Çocukluğumuzun bayramlarını mı arıyoruz nedendir bilemiyorum. Ama görüyorum ki,30 Ağustos Zafer Bayramı resmi kutlama törenleri halktan kopuk kutlanmaya devam ediliyor. Oysa ki 30 Ağustos Zafer Bayramı sadece resmi zevatın bayramı değildir.
Dar alanlara sıkışık kutlanan her bayram gibi 30 Ağustos Zafer Bayramı da gerçek kimliğine ve ruhuna yakışır şekilde halkla birlikte iç içe kutlanmalıdır. Son yıllarda bayram kutlamalarına katılmak isteyenlerin kontrollü alanlara girişte tek tek aranıyor olması maalesef bazı insanlara itici geliyor. Ben terörist değilim ki niye aranıyorum düşüncesi ise o insanları dışarıya itiyor. Belki bu bahane değil ama bahane ediliyor, halkın içinde konuşuluyor. Aslında herkes sadece Samsun'da değil, Türkiye'nin her yerinde daha coşkulu bayram kutlamalarını özlüyor. Bu yüzden bayram kutlamalarına neşter vurulmalıdır. Eksik bırakılan ya da eksik kalan ne varsa yerine getirilmelidir. Çünkü daha coşkulu bayram kutlamalarını hepimiz özlüyoruz. Belki şimdiki gençler bilmiyorlar ama biz bayramların daha coşkulu kutlandığı yılları biliyoruz. Şimdiki gençlerimizde aynı coşkuyu yaşasınlar ve yaşatsınlar istiyoruz. Bayramlar sadece tatil yapılan günler değildir. Bayram günlerinin tatil günü ilan edilmesinin nedeni halkın bayramlara daha çok katılımını sağlamak için değil midir? Eğer katılım olmayacaksa bu tatiller niye?

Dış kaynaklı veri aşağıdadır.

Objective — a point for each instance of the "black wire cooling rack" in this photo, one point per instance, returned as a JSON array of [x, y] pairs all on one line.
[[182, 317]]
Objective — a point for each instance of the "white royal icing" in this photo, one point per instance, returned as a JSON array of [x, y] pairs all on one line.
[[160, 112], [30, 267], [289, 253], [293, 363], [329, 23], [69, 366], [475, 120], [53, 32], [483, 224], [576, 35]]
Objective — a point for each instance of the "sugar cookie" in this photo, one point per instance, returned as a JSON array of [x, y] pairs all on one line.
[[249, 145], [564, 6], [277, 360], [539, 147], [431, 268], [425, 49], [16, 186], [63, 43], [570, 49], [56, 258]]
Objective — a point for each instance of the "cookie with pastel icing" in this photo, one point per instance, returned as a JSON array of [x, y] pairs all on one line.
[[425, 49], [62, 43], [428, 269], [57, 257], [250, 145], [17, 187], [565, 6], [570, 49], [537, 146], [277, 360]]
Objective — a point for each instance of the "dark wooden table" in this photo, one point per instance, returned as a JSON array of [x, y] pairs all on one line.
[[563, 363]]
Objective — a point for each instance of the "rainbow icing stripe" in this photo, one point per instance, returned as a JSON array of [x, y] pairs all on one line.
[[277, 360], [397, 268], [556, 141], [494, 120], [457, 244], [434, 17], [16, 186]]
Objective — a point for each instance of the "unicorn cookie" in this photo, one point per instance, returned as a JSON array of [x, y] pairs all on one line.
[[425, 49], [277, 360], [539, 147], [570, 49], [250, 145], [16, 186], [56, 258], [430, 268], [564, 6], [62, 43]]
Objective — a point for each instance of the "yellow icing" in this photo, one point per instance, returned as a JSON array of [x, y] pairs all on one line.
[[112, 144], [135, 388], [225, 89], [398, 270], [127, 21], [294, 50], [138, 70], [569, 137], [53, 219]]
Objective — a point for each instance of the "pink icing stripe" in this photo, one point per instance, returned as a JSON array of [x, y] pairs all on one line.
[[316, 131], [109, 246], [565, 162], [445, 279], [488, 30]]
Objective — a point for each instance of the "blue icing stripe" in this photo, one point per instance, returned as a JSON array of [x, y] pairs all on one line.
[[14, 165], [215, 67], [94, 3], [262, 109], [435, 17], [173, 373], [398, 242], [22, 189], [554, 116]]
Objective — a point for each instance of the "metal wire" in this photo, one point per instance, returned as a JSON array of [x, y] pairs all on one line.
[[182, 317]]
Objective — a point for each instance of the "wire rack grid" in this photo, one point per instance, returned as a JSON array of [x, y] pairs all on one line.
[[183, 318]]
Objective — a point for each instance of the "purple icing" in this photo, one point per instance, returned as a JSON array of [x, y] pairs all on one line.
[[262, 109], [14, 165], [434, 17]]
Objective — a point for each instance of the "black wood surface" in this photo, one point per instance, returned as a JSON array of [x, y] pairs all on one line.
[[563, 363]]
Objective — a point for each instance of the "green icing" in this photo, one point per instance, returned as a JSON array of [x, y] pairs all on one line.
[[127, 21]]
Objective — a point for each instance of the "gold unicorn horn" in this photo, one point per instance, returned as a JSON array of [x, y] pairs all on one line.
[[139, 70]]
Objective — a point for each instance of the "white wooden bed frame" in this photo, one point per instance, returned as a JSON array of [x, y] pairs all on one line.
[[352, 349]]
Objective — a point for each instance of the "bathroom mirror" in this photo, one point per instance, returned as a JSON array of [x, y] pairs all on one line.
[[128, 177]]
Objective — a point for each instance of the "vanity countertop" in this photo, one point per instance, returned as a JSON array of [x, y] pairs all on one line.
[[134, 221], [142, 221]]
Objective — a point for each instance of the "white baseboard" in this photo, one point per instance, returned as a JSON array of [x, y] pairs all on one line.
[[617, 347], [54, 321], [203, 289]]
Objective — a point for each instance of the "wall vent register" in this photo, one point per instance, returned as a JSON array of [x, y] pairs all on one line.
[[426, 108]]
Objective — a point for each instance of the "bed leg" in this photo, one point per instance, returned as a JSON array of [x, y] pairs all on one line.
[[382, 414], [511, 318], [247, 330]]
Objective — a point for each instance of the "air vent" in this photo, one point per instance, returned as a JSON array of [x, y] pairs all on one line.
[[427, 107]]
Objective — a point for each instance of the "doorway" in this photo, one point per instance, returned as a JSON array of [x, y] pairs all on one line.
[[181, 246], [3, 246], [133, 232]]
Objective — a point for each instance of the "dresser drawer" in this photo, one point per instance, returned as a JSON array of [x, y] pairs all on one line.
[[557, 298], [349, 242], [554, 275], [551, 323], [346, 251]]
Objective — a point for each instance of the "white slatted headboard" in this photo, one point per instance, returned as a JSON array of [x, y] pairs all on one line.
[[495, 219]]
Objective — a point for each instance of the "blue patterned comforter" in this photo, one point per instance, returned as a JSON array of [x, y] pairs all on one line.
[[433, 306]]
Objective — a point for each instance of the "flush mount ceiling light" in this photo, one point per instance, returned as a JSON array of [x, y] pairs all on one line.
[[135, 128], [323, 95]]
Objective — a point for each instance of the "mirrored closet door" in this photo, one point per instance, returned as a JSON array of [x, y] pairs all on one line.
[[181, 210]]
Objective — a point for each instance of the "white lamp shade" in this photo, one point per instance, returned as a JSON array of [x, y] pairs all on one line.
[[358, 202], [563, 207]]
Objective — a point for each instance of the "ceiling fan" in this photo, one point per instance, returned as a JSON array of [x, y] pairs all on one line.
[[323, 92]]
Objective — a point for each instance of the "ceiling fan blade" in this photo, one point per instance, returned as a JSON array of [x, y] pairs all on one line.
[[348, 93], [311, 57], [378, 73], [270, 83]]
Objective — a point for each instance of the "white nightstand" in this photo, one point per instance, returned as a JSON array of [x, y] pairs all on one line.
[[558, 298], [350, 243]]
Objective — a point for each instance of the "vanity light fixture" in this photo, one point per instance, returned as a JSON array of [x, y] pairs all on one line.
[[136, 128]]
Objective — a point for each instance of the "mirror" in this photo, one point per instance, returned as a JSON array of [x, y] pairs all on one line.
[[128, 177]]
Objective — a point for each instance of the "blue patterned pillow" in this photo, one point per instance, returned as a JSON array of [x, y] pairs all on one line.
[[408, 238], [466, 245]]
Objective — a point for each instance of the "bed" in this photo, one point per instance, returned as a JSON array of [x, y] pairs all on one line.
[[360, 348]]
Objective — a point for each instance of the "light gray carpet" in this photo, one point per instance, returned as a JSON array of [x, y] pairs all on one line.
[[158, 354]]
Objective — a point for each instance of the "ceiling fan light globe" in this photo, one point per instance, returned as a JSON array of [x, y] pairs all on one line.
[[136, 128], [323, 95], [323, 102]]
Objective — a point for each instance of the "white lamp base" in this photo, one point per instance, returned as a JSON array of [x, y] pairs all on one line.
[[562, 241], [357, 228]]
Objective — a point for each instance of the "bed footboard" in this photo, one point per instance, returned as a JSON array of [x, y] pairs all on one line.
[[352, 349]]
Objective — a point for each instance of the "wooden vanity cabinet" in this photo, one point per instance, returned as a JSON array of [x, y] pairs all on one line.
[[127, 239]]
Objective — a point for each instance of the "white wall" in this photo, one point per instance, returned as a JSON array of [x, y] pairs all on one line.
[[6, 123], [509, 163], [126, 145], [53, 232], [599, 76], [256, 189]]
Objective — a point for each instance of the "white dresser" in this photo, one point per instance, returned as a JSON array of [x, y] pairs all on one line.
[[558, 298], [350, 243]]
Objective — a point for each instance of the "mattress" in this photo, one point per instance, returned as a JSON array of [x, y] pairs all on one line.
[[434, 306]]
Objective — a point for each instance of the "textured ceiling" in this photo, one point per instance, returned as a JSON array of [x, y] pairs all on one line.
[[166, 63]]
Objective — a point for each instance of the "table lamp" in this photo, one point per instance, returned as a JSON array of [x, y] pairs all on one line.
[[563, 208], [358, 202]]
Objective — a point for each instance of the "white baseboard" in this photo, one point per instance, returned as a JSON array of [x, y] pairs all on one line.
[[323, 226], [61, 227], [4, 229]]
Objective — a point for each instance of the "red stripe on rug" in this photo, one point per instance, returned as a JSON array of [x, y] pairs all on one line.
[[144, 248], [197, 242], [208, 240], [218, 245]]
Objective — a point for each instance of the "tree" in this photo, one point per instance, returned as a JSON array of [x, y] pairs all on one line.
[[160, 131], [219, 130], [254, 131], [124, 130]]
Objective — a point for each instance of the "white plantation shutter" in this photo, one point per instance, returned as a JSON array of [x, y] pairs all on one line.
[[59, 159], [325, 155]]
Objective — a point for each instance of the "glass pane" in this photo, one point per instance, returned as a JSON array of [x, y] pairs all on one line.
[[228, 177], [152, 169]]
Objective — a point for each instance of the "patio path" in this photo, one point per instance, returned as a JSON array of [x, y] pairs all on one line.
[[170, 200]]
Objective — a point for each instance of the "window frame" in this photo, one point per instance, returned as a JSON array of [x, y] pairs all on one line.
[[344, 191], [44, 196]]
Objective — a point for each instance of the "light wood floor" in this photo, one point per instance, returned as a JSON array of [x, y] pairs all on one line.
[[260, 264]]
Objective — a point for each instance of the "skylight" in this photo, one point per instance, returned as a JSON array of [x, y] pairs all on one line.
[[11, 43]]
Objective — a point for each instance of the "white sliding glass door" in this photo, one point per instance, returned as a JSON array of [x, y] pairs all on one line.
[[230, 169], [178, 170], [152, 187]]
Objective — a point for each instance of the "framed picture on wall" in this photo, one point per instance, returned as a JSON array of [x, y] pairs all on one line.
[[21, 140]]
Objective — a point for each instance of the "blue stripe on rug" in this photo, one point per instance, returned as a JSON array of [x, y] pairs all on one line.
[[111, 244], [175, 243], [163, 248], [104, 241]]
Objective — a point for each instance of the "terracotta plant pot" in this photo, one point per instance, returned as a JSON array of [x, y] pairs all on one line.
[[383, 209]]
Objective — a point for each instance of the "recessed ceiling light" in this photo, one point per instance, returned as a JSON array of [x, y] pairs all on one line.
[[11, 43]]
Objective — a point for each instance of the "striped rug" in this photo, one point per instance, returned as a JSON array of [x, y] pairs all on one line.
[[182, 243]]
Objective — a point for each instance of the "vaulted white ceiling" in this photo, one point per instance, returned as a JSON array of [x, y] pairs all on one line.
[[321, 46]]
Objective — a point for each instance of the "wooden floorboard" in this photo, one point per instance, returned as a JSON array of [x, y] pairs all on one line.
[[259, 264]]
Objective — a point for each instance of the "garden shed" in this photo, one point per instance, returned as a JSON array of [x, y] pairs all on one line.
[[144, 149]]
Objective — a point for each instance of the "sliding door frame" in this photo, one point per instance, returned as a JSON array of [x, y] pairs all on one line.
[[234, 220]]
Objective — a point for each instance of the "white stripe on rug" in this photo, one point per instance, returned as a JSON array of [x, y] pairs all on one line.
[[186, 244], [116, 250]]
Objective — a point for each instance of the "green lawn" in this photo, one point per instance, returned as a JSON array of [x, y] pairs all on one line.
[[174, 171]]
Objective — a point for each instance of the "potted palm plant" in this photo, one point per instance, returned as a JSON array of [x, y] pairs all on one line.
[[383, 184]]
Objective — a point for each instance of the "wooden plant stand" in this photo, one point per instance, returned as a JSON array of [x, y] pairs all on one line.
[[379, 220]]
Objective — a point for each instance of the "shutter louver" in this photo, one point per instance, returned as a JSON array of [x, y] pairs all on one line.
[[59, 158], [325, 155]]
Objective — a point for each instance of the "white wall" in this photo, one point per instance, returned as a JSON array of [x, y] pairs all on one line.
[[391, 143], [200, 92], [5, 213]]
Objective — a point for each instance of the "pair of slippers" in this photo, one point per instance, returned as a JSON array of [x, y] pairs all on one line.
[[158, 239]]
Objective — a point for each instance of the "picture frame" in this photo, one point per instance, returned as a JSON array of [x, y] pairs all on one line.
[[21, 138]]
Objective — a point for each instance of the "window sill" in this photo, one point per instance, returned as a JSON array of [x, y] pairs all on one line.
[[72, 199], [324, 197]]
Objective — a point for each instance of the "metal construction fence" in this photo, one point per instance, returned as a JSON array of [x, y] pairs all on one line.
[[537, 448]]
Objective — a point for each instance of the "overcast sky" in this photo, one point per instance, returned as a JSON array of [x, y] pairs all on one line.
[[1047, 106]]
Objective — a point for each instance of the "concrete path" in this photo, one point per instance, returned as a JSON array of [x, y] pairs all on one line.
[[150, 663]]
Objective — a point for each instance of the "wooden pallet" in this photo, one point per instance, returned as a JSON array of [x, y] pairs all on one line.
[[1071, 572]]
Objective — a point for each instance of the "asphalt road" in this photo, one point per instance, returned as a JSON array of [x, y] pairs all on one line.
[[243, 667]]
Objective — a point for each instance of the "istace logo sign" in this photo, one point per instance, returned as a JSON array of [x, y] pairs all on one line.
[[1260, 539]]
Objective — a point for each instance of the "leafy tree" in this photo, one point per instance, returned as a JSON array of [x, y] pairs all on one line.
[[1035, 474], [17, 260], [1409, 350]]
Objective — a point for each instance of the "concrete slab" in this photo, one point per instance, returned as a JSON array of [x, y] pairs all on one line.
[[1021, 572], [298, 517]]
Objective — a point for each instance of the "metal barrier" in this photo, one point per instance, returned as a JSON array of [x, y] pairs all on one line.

30 Ağustos Zafer Bayramına renk katan, anlam kazandıran fener alaylarıdır. Fener alayları 30 Ağustos Zafer Bayramının olmazsa olmazı iken bunun eksik bırakılması ,eksikliğin ise alternatif törenlerle doldurulmaya çalışılması elbette canımızı sıkıyor. Oysa ki fener alayı resmi kutlamaların bir parçası olmalıdır. Bunu yapmak, halkla birlikte o coşkuyu yükseltmek doğru olmaz mı?
Biz bayramlarımızın daha katılımlı ve coşkulu kutlanmasını istiyoruz. Bayramları bayram tadında yaşayamadığımızda ruhunu yitirmiş bayramlardan yüreğimiz buruk ayrılıyoruz. Her defasında umudumuzu canlı tutuyoruz ki bayramları gerçek kimliğine ve gerçek ruhuna uygun kutlayabilelim istiyoruz. İçi boşaltılmış hiçbir şeyin tadının olmayacağını biliyoruz. Bunun için diyoruz ki önümüzde en yakın kutlayacağımız hangi bayram varsa şimdiden o bayramı daha coşkulu kutlamanın ,halkıda içine çekmenin adımlarını atarak hareket edelim. Bizim derdimiz çocuklarımızın ve gençlerimizin de tüm halkımızla birlikte bayramlarımızı bayram kimliğinde kutlamasıdır.